Build a Pipeline

Ksama Arora

Define pipeline by creating a YAML file or use function @pipeline() function to create YAML file. PythonScriptStep is the pipeline step used to perform tasks in a sequence, such as one step that prepares input data and a following step that trains a model

IMP NOTE: To pass data between two pipeline using Python SDK

from azureml.data import OutputFileDatasetConfig
from azureml.pipeline.steps import PythonScriptStep
prepped_data = OutputFileDatasetConfig('prepped')
# Prepare Data Step
step1 = PythonScriptStep(
    name="Prepare Data",
    script_name='data_prep.py',
    arguments=['--out_folder', prepped_data]
)
# Train the model
step2 = PythonScriptStep(
    name="Train Model",
    script_name='data_prep.py',
    arguments=['--training-data', prepped_data.as_input()]
)

Step 1: Prepare data and Train model

from azure.ai.ml.dsl import pipeline

# Define the pipeline function
# The pipeline function expects pipeline_job_input as the overall pipeline input.
@pipeline()
def pipeline_function_name(pipeline_job_input):

    # First pipeline step: prepare data
    # The first pipeline step requires a value for the input parameter input_data, which is provided by pipeline_job_input.
    prep_data = loaded_component_prep(input_data=pipeline_job_input)

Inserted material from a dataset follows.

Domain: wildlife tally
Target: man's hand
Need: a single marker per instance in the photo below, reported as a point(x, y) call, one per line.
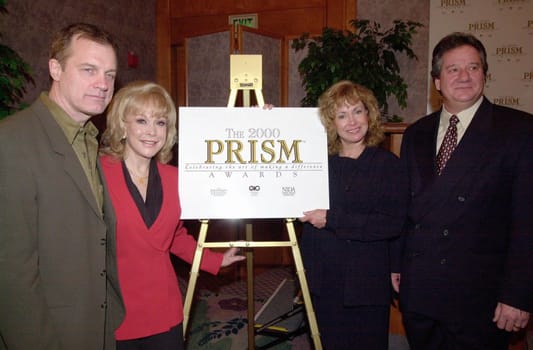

    # Second pipeline step: train model
    # The output of the first step is used as the input for the second step.
    # The second pipeline step is defined by the loaded component for train_model and results in a trained model referred to by model_output.
    train_model = loaded_component_train(training_data=prep_data.outputs.output_data)

    # Define pipeline outputs
    # Output 1: pipeline_job_transformed_data with the value of prep_data.outputs.output_data
    # Output 2: pipeline_job_trained_model with the value of train_model.outputs.model_output
    return {
        "pipeline_job_transformed_data": prep_data.outputs.output_data,
        "pipeline_job_trained_model": train_model.outputs.model_output,
    }

Step 2: To pass a registered data asset as pipeline job input, call function you created with data asset as input

from azure.ai.ml import Input
from azure.ai.ml.constants import AssetTypes

pipeline_job = pipeline_function_name(
    Input(type=AssetTypes.URI_FILE, 
    path="azureml:data:1"
))

Step 3: Print the pipeline_job object created and review the YAML file created by running the @pipeline() function

print(pipeline_job) # printing the pipeline_job object you created

Output will be YAML file including configuration of pipeline and its compoenents. Some parameters in YAML file are:

display_name: pipeline_function_name
type: pipeline
inputs:
  pipeline_job_input:
    type: uri_file
    path: azureml:data:1
outputs:
  pipeline_job_transformed_data: null
  pipeline_job_trained_model: null
jobs:
  prep_data:
    type: command
    inputs:
      input_data:
        path: $
    outputs:
      output_data: $
  train_model:
    type: command
    inputs:
      input_data:
        path: $
    outputs:
      output_model: $
tags: {}
properties: {}
settings: {}

Run a Pipeline Job

Step 1: Configure a Pipeline Job

After creating pipeline by either using YAML file or @pipeline() function, pipeline configurations can be edited if needed:

Changing Output mode for pipeline job outputs

# change the output mode
pipeline_job.outputs.pipeline_job_transformed_data.mode = "upload"
pipeline_job.outputs.pipeline_job_trained_model.mode = "upload"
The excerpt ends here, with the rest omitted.